At our company it is allowed to use the PC for e.g. private mail, on some PCs are even games installed. We have kinda mobile users, that are often on site at a customer, so I don't really blame them.
Also because of that we have a lot of local admins out there.
I know both the private use and the availability of local admin-accounts aren't good ideas, but that's how it was handled before I worked here and I can only change this once I am out of traineeship ;)
Edit: I think all of the answers posted are relevant, and I also know that a couple of the practices we have at my company aren't the best to begin with (local admin for too many people for example ;).
As of now, I think the most usable answer for a discussion would be the one from Ryder. Although the example he gave in his answer may be exaggerated, it has happened before that a former employee forgot private data. I recently found a retail copy of the game Runaway in a old laptop and we had a couple of cases of remaining private images, too.
Absolutely you should. It's not just common sense from a security POV, it should also be practice as matter of business ethics.
Let's imagine the following scenario: Alice leaves, and her computer is transferred to Bob. Bob didn't know it, but Alice was into illegal shota porn and left several files tucked away outside of her profile. IT wipes her profile and nothing else, which included only her browsing history and local files.

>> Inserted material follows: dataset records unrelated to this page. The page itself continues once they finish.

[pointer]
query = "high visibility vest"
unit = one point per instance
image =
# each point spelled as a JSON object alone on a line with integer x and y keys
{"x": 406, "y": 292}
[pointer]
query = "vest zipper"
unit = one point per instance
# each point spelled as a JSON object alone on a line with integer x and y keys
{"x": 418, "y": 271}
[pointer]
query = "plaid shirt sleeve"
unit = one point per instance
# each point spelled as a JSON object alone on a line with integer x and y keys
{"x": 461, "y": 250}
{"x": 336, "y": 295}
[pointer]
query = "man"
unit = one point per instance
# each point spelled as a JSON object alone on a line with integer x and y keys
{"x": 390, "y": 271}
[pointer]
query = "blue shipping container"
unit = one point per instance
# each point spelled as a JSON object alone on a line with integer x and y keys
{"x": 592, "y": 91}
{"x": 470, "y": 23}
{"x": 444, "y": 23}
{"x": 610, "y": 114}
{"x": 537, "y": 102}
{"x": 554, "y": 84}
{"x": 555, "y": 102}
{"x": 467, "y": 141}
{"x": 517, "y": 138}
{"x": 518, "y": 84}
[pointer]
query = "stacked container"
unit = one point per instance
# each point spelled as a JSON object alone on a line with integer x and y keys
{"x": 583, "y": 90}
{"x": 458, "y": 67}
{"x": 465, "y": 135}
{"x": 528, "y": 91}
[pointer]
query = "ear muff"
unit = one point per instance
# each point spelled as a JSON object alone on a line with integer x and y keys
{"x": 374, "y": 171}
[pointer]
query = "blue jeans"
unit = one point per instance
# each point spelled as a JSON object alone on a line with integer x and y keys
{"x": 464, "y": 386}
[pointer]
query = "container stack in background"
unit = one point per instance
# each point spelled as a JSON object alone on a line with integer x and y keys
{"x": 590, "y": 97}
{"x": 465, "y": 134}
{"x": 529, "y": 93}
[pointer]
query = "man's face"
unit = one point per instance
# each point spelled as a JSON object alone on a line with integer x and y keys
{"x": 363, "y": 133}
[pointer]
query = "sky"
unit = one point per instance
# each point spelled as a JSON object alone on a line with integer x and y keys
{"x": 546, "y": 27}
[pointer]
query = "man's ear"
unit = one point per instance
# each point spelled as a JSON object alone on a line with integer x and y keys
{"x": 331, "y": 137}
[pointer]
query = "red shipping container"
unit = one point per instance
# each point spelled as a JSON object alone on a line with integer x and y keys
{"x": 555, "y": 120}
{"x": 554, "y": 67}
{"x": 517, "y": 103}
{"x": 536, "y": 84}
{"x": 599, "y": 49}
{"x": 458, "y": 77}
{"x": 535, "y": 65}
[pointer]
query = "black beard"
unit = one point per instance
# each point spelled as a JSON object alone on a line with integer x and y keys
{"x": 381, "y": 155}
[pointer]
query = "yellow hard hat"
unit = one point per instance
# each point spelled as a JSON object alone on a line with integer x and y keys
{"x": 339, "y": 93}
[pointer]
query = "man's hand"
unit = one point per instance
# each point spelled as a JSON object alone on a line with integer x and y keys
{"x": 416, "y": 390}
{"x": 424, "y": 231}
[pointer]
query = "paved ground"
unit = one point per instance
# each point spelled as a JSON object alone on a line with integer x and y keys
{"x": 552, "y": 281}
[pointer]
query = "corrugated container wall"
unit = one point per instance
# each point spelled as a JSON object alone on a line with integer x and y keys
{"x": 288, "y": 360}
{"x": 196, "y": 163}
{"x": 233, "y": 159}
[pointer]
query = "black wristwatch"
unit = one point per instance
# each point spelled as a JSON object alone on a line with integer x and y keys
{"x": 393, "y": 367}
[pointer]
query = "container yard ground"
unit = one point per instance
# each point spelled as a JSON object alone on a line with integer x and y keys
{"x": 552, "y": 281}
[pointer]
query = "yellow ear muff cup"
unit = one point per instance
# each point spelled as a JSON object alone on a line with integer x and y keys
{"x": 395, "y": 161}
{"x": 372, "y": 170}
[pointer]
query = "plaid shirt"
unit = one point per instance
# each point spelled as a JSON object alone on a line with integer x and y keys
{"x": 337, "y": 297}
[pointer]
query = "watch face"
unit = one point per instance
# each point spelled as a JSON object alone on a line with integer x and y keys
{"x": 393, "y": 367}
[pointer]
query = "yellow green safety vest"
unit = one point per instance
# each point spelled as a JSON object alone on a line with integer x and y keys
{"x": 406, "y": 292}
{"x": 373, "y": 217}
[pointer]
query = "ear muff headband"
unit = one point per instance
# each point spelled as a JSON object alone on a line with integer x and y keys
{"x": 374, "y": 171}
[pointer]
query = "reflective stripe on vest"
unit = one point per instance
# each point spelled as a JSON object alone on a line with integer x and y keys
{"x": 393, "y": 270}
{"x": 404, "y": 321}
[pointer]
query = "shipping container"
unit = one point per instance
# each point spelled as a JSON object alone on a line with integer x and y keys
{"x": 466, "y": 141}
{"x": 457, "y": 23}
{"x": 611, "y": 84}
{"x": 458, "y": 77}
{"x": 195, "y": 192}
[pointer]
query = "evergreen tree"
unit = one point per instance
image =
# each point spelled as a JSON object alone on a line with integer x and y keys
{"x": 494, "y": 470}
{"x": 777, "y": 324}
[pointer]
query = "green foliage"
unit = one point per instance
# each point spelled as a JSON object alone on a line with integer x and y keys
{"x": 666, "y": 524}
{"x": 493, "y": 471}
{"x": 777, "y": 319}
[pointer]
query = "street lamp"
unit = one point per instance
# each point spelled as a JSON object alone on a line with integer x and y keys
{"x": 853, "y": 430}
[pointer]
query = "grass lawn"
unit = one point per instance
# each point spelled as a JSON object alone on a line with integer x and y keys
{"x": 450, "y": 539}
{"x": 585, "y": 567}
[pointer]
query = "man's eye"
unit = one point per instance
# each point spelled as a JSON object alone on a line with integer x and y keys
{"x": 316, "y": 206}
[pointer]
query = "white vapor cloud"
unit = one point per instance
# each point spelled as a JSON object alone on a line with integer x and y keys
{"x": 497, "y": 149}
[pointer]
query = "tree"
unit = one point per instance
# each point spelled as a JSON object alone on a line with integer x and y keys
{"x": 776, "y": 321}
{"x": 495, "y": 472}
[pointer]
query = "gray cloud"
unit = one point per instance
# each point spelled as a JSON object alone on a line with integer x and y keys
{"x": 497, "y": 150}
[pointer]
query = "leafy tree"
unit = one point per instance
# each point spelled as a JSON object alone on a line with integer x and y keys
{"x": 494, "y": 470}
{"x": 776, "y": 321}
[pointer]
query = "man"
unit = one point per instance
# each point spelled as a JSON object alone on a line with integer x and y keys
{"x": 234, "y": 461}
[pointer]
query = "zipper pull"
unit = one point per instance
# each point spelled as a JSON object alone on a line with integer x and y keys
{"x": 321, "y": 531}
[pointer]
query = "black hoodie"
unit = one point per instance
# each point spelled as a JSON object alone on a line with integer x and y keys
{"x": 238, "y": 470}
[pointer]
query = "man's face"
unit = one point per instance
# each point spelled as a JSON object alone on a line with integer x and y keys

One day, Bob is checking out the bells and whistles on his shiny new work machine, while sitting at a Starbucks™ and sipping at a latte. He stumbles across Alice's cache and innocently clicks on a file that looks strange. Suddenly, every head in the store whips around to watch in horror as Bob's PC flouts several state and federal regulations at full volume. One little girl in the corner starts crying.
Bob is mortified. After six months of depression and after having been fired for his unintentional act of public indecency (and possible criminal charges), he finds himself a really crackin' legal team and lays waste to his former employer with an outrageously damaging lawsuit. Alice is in Thailand and escapes extradition.
Maybe all this is a little beyond the pale, but it absolutely could happen if you don't take the time to scour through a former employee's every action. Or you could save time, and reinstall from scratch.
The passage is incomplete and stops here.